Background information
- Born: King Floyd III February 13, 1945 New Orleans, Louisiana, U.S.
- Died: March 6, 2006 (aged 61) Jackson, California, U.S.
- Genres: Soul
- Occupations: Singer; songwriter;
- Years active: 1964–2000
- Labels: Malaco, Atlantic, Chess, TK

= King Floyd =

American singer (1945–2006)

King Floyd (February 13, 1945 – March 6, 2006) was a New Orleans soul singer, best known for his top 10 hit from 1970, "Groove Me".

==Early career==
King Floyd III was born in New Orleans in 1945. His musical career started as a singer at the Sho-Bar on Bourbon Street. Following a stint in the army, Floyd went to California, where he joined up with record producer Harold Battiste. His debut album, A Man in Love, featuring songs co-written with Dr. John, failed to make an impact on the charts. Floyd returned to New Orleans in 1969 and worked for the Post Office.

==Recording success==
In 1970, Wardell Quezergue, an arranger of R&B scores, persuaded Floyd to record "Groove Me" with Malaco Records in Jackson, Mississippi. Jean Knight recorded her hit, "Mr. Big Stuff," in the same sessions.

At first, "Groove Me" was a B-side to another Floyd song, "What Our Love Needs." New Orleans radio DJs started playing "Groove Me" and the song became a local hit. Atlantic Records picked up national distribution of "Groove Me," which topped the United States R&B chart and reached number 6 on the Billboard Hot 100. This disc sold over one million copies, and received a gold disc awarded by the R.I.A.A. in December 1970. Floyd quit his job at the post office to perform a U.S. tour. His follow-up single, "Baby Let Me Kiss You" climbed up to number 29 on the Billboard top 40 charts in 1971.

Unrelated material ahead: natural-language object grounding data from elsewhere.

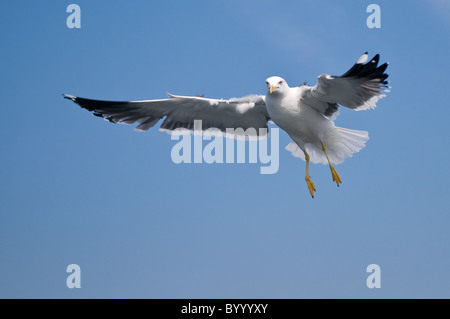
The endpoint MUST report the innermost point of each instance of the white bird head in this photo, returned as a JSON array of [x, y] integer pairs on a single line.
[[276, 85]]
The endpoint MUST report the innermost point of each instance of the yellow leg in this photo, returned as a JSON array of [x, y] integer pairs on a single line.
[[334, 174], [308, 180]]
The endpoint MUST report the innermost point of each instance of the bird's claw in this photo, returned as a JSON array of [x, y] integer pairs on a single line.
[[310, 184]]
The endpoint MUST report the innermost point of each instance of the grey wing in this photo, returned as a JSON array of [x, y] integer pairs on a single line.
[[180, 112], [359, 88]]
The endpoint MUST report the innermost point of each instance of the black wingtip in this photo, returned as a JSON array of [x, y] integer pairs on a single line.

Differences with Quezergue emerged and his 1973 follow-up album, Think About It, failed to make a commercial impact. However, Atlantic released a song from the album, "Woman Don't Go Astray," as a single. His 1975 album, Well Done, was released through TK Records with Atlantic distributing. "I Feel Like Dynamite" from the album, written by Larry Hamilton, was released as its single. Reviewing the album in Christgau's Record Guide: Rock Albums of the Seventies (1981), Robert Christgau said, "Floyd's quiet, chocolatey voice—cf. Lee Dorsey, Aaron Neville—is prized by seekers after the New Orleans dispensation, but he's never grooved me without skipping like a cheap bootleg. So I'm pleased to report that side one of his fourth LP, climaxing with the neglected regional hit "I Feel Like Dynamite", provides songs as winsome as the straight-ahead Caribbeanisms (even some reggae) of the New Orleans R&B behind. Location of studio: Jackson, Mississippi."

==Subsequent career==
None of Floyd's subsequent songs achieved the same success, as disco dominated the charts for the remainder of the 1970s. However, Floyd had credits for "Boombastic," recorded in 1995 by Shaggy, which became a big hit. Floyd reunited with Malaco Records in 2000 for the Old Skool Funk album, but it failed to make an impact. However, his song "Don't Leave Me Lonely" was prominently sampled by the Wu-Tang Clan for the song "For Heaven's Sake" on the album Wu-Tang Forever.

==Personal life==
Floyd died on March 6, 2006, of complications of a stroke and diabetes. He was survived by his wife, children, and grandchildren.

==Discography==
===Studio albums===

| Year | Album | Chart positions |  | Label |
| US Pop | US R&B |
| 1969 | A Man in Love | — | — | Pulsar Records |
| 1971 | King Floyd | 130 | 19 | Cotillion/Malaco Records |
| 1973 | Think About It | — | — | ATCO Records |
| 1975 | Well Done | — | — | Chimneyville Records |
| 1977 | Body English | — | — |
| 2000 | "Old Skool Funk" | — | — | Malaco Records |
"—" denotes releases that did not chart.

===Singles===

| Year | Single | Peak chart positions |  |  |
| US Pop | US R&B | CAN |
| 1970 | "Groove Me" | 6 | 1 | 11 |
| "Baby Let Me Kiss You" | 29 | 5 | 69 |
| "Got to Have Your Lovin'" | — | 35 | — |
| 1972 | "Woman Don't Go Astray" | 53 | 3 | — |
| 1973 | "Think About It" | ― | 49 | — |
| "So Much Confusion" | ― | 95 | — |
| 1974 | "I Feel Like Dynamite" | ― | 35 | — |
| "Don't Cry No More" | ― | 96 | — |
| 1975 | "We Can Love" (with Dorothy Moore) | ― | 76 | — |
| 1977 | "Body English" | ― | 25 | — |
"—" denotes releases that did not chart.